The Nightwalkers:
Drusus, Jecovons, Benn, Ismael, Lydia and Two Maids

By Allison Golomb; edited by Katherine Hermes

In the colonial era taverns were the center of a town’s political and social life. Today “tavern” is just another word for a bar or restaurant, but in the past it was an inn that served food and drink to both locals and travelers who stopped in to spread news and gossip.[1] Business dealings occurred there as well.[2] Merchants sold and bartered some of their goods and bills of sale records were kept there. Town officials hung new ordinances and laws on the buildings’ walls, as taverns were popular places.[3] Laws banned tavern owners from serving Indians and blacks, though some did so anyway. Most Natives and Africans, though, had to find their social enjoyment outside of taverns.

Drusus Charged with Nightwalking, Nov. 27th, 1710 Hartford, CT

In November of 1710, a group of indentured Indians and enslaved Africans was arrested for “night-walking” and causing a disturbance. One of the nightwalkers, a Native man named Drusus, belonged to Jonathan Bunce. Not long before, Drusus had been willed to Bunce by his father-in-law, Zechariah Sanford, along with a white indentured servant or apprentice named James Jarrell. Now Drusus and the other night-walkers were being tried at a court held in the Bunce tavern at the corner of King Street (now Main) and Central Row, across from the meetinghouse.[4] Along with Drusus, the sheriff arrested “Joseph Bull’s Indian man named Jecovons, Samuel Howard’s Indian man named Benn, Nathaniel Hooker’s Negro man named Ismael, an Indian woman named Lydia (a widow), Mr. Caleb Watson’s Negro maid and William Washington’s Negro maid.”[5] Noticeably, James Jarrell was absent from the group of offenders. The arrest tells us a great deal about how enslaved and indentured people formed community.

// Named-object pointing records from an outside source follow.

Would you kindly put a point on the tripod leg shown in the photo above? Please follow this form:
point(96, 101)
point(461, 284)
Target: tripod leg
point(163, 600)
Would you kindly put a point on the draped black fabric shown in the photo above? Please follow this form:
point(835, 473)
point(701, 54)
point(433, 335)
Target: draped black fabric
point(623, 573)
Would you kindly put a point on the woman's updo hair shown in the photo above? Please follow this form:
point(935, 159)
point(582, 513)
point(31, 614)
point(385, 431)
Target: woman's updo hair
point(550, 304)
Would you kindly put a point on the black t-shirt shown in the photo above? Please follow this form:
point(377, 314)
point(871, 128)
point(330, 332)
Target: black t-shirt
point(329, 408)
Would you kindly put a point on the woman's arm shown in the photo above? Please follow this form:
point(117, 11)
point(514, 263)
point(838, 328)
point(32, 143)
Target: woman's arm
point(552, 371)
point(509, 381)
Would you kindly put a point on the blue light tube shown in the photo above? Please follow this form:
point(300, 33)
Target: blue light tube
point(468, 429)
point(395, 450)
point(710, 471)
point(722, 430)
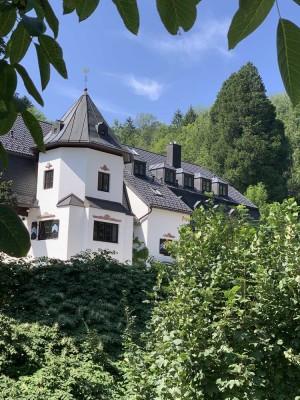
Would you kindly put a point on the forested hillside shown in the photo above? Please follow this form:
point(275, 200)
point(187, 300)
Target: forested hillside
point(246, 137)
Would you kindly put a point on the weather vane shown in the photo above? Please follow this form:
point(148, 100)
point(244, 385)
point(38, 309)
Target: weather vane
point(85, 71)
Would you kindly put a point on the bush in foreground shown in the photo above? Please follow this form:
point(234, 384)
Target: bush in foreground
point(229, 328)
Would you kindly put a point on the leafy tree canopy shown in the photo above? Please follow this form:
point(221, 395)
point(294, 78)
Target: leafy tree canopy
point(25, 23)
point(228, 328)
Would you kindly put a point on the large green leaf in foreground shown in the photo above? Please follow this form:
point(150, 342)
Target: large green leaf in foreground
point(177, 14)
point(14, 237)
point(248, 17)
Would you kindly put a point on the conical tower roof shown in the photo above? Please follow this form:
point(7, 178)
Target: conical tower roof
point(84, 126)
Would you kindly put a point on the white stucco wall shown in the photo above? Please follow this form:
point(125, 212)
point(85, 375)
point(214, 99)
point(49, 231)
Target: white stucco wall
point(123, 248)
point(139, 208)
point(56, 248)
point(76, 171)
point(160, 224)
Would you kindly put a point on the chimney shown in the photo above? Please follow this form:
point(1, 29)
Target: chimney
point(174, 155)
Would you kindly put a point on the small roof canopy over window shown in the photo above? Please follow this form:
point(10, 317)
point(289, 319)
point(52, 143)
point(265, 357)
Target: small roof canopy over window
point(102, 128)
point(185, 178)
point(139, 168)
point(220, 186)
point(202, 182)
point(164, 172)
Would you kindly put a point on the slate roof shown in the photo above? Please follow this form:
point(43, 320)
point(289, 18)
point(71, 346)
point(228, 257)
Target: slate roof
point(19, 140)
point(107, 205)
point(23, 172)
point(70, 200)
point(155, 194)
point(79, 128)
point(177, 198)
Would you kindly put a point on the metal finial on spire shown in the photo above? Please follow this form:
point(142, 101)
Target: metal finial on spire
point(85, 71)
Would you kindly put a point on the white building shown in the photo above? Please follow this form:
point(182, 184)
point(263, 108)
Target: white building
point(88, 191)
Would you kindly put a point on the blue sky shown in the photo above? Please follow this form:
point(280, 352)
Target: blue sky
point(155, 72)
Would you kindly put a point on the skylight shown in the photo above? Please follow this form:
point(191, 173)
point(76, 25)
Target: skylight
point(133, 151)
point(157, 192)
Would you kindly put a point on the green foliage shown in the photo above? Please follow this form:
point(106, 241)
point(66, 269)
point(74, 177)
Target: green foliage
point(37, 362)
point(288, 37)
point(190, 117)
point(127, 132)
point(177, 119)
point(246, 142)
point(291, 118)
point(88, 292)
point(140, 252)
point(6, 193)
point(247, 19)
point(257, 194)
point(229, 327)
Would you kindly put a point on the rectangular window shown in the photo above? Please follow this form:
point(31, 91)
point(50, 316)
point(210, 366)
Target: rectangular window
point(103, 182)
point(222, 190)
point(169, 176)
point(48, 229)
point(206, 185)
point(105, 232)
point(48, 179)
point(33, 233)
point(139, 169)
point(162, 247)
point(188, 181)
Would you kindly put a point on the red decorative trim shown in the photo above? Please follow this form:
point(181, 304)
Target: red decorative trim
point(169, 235)
point(107, 218)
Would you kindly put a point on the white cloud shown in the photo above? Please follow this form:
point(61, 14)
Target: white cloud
point(103, 105)
point(146, 87)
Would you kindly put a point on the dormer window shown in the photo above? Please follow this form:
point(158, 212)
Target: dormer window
point(103, 182)
point(48, 179)
point(188, 181)
point(206, 185)
point(101, 128)
point(169, 176)
point(223, 190)
point(139, 168)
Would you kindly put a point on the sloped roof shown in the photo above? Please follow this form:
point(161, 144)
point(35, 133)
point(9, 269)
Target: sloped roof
point(79, 128)
point(155, 194)
point(188, 197)
point(70, 200)
point(23, 172)
point(19, 140)
point(107, 205)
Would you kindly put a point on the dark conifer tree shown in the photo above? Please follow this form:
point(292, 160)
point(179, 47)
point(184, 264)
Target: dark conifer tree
point(177, 119)
point(190, 117)
point(247, 143)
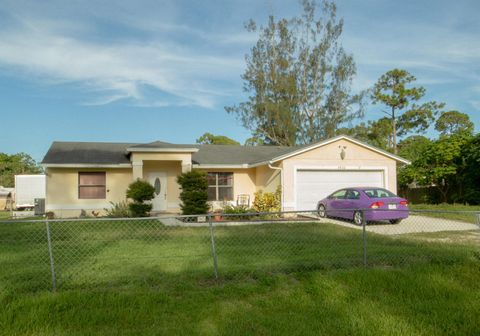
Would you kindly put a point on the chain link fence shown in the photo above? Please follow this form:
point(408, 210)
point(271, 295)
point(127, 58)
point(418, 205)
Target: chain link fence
point(128, 253)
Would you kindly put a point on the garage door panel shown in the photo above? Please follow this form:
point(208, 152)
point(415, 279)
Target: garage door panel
point(314, 185)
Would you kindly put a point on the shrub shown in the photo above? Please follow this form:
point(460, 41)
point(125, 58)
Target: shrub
point(235, 210)
point(118, 210)
point(194, 192)
point(139, 209)
point(268, 201)
point(140, 191)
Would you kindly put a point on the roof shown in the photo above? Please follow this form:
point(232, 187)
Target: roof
point(161, 146)
point(108, 153)
point(339, 137)
point(236, 155)
point(87, 153)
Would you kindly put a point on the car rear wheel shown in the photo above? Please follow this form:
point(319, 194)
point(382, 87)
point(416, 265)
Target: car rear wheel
point(321, 211)
point(358, 217)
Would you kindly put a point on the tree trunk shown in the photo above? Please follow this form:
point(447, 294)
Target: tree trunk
point(394, 126)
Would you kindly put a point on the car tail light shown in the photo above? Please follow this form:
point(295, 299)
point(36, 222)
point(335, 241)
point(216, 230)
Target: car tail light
point(376, 205)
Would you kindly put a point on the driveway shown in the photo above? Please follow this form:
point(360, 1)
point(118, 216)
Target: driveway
point(412, 224)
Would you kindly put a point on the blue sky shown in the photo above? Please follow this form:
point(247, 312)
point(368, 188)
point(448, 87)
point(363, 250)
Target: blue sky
point(164, 70)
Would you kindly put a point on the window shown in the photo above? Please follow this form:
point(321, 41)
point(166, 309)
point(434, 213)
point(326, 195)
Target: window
point(91, 185)
point(378, 193)
point(338, 194)
point(220, 186)
point(353, 194)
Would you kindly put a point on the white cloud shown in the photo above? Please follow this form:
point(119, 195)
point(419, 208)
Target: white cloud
point(117, 70)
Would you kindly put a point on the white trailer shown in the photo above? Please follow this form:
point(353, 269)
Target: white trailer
point(27, 188)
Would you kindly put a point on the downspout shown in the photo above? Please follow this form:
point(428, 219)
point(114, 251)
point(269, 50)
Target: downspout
point(281, 181)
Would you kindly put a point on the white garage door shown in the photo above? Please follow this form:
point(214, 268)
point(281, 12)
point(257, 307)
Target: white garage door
point(314, 185)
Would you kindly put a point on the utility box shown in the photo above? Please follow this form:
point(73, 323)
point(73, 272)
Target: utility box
point(27, 188)
point(39, 206)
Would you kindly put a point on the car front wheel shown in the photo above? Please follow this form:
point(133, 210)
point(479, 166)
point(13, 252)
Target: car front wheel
point(322, 212)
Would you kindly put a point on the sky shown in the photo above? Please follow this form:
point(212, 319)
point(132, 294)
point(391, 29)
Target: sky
point(140, 71)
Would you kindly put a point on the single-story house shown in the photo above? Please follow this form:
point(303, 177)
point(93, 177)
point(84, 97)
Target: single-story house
point(87, 176)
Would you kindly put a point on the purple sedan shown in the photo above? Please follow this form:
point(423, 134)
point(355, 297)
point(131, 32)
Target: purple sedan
point(378, 204)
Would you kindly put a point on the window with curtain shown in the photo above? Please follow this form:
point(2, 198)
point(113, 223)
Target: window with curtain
point(220, 186)
point(92, 185)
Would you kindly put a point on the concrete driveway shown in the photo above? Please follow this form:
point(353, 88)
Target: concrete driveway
point(414, 223)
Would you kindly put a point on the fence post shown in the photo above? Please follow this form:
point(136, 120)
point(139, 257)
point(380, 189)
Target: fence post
point(52, 260)
point(364, 234)
point(214, 250)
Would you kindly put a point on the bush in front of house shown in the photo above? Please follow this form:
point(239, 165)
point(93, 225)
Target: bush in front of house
point(229, 209)
point(194, 194)
point(268, 201)
point(140, 191)
point(118, 210)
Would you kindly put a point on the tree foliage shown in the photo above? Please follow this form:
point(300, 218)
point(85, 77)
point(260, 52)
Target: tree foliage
point(140, 191)
point(210, 139)
point(439, 164)
point(454, 122)
point(15, 164)
point(376, 133)
point(298, 78)
point(407, 115)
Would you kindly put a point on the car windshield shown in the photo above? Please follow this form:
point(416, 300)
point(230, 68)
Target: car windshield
point(378, 193)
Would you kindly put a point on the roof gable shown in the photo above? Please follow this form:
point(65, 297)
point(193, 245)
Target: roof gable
point(334, 139)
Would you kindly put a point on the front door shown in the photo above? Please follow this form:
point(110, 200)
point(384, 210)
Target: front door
point(159, 181)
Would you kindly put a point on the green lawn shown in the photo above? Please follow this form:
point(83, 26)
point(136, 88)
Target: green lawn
point(4, 215)
point(145, 278)
point(448, 211)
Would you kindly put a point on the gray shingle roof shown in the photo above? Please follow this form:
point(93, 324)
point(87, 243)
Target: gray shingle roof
point(87, 153)
point(161, 144)
point(230, 154)
point(116, 153)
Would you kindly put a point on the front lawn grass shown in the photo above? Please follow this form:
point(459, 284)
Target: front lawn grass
point(5, 215)
point(141, 277)
point(449, 211)
point(417, 300)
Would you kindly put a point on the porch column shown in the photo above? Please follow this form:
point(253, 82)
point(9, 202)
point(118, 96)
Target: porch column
point(137, 169)
point(186, 166)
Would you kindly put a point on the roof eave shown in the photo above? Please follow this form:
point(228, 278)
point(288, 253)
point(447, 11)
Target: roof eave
point(86, 165)
point(161, 150)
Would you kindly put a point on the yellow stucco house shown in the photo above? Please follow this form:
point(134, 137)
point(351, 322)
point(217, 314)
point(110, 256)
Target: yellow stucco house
point(87, 176)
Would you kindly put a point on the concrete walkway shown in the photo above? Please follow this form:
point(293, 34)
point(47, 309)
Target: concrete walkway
point(412, 224)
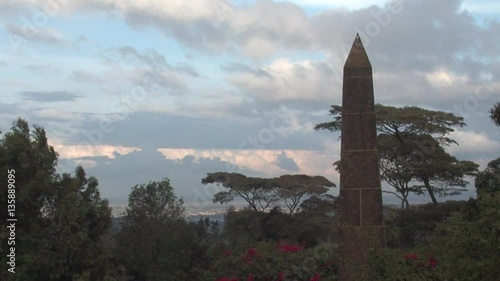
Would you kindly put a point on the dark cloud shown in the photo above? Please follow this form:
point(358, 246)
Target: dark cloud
point(286, 163)
point(43, 70)
point(166, 131)
point(117, 176)
point(240, 67)
point(56, 96)
point(84, 76)
point(38, 34)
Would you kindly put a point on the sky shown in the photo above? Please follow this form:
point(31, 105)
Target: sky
point(139, 90)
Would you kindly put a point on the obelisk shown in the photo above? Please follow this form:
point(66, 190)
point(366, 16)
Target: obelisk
point(361, 213)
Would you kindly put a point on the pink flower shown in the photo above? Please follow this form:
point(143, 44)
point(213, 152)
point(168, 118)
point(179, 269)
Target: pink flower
point(227, 279)
point(315, 277)
point(432, 262)
point(290, 248)
point(412, 257)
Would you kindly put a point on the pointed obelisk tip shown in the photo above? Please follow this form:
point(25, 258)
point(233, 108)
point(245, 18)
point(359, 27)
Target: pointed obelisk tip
point(357, 56)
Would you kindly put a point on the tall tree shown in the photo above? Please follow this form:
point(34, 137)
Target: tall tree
point(262, 193)
point(61, 218)
point(495, 113)
point(257, 192)
point(292, 189)
point(410, 142)
point(155, 242)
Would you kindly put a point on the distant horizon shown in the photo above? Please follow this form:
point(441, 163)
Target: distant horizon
point(136, 92)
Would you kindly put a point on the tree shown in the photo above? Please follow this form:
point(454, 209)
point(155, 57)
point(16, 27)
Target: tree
point(61, 218)
point(495, 113)
point(293, 188)
point(257, 192)
point(262, 193)
point(410, 143)
point(155, 241)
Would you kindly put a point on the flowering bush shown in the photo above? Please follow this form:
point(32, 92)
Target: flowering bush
point(269, 261)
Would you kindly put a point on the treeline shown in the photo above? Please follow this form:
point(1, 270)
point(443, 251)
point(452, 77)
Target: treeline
point(288, 231)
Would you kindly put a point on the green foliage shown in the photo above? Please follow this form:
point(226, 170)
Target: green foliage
point(61, 218)
point(406, 228)
point(495, 113)
point(463, 246)
point(269, 260)
point(410, 144)
point(262, 193)
point(155, 241)
point(488, 181)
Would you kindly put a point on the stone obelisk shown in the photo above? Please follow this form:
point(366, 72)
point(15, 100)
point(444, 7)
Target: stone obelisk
point(361, 213)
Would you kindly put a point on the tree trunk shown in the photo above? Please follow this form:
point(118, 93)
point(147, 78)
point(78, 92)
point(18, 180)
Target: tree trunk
point(430, 190)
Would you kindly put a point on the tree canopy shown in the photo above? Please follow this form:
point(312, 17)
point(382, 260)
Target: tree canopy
point(411, 143)
point(262, 193)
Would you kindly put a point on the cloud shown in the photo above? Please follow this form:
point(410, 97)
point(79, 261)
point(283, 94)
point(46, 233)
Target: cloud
point(263, 161)
point(43, 70)
point(284, 80)
point(84, 76)
point(78, 151)
point(471, 142)
point(286, 163)
point(43, 35)
point(56, 96)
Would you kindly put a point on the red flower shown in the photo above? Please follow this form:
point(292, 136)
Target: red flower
point(315, 277)
point(290, 248)
point(251, 253)
point(412, 257)
point(432, 262)
point(227, 279)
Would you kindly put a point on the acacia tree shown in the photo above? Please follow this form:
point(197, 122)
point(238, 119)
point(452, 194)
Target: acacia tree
point(411, 144)
point(495, 113)
point(262, 193)
point(293, 188)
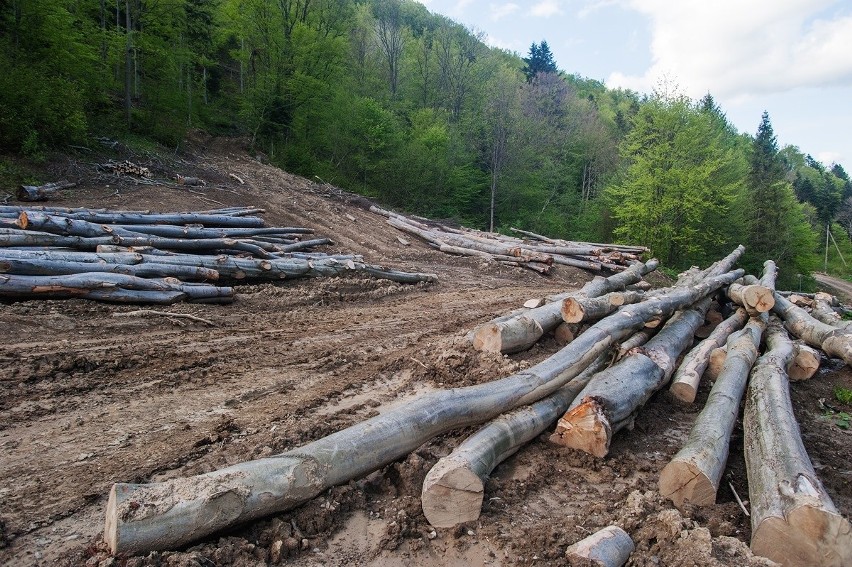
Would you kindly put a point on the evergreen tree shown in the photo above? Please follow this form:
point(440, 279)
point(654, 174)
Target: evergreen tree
point(775, 224)
point(540, 60)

Jonathan Bunce was married to Susannah Sanford (also spelled Sandford), and Bunce had inherited his tavern from his father-in-law, Lieutenant Zachariah Sanford, who had also leased it to the Colony for its court hearings.[6] Bunce’s sister was married to Samuel Howard, Benn’s master, who lived at the intersection of King (Main) and Elm Streets. Benn had been in trouble before for threatening Thomas Andrews with a knife. Caleb Watson, the school teacher in Hartford until 1705, lived near the schoolhouse on Main Street, near the tavern. Joseph Bull, Samuel Howard and Robert Sanford all owned the same piece of property, which they passed on seriatim to one another.[7] The masters and mistresses of the accused night-walkers were also in a close circle of kinship and friendship.

Shortly after Jonathan inherited Drusus and the tavern, the court moved to Caleb Williamson’s tavern.  Court proceedings stayed at Williamson’s Tavern for a short period of time until a permanent State House was built.[8] The Bunce family later owned another tavern, The Black Horse (also known as Flagg’s Tavern), which was widely known in the surrounding area.[9] The mingling of indentured, enslaved and free people of color was not an unusual event in Hartford. They formed friendships, intermarried and sometimes they got a little wild and had a party together in the streets of Hartford. Yet their relationships were neither random nor freely chosen. Their ability to associate with one another often depended on their masters’ and mistresses’ own networks. And for any fun they had, they often paid dearly.




[1]William DeLoss Love, The Colonial History of Hartford Gathered from the Original Records, (Hartford: William DeLoss Love, 1914 ), 96.

[2] Steven Struzinski “The Tavern in Colonial America,” The Gettysburg Historical Journal 1, Article 7 (2002), 31.

[3]George L. Clark, A History of Connecticut: Its People and Institutions (New York: The Knickerbocker Press, 1914), 256.

[4] Marion H. Grant, In and About Hartford: Tours and Tales (Hartford: Connecticut Historical Society, 1978), 18; Charles William Manwaring, comp., A Digest of the Early Connecticut Probate Records, Hartford District, 1700-1729, vol. II (Hartford: RS Peck & Company, 1904), 288.

[5]Miscellaneous Papers, 1635-1789, Connecticut Archives Index. No. 31., accessed on Sept. 14, 2018,

[6]Love, The Colonial History of Hartford, 139, 235.

[7] Hartford Land Records, vol. 1: 111, 234, 481, 484; vol. 2: 89.

[8] Clark, A History of Connecticut, 59-60, 256.

[9] Love, The Colonial History of Hartford, 81.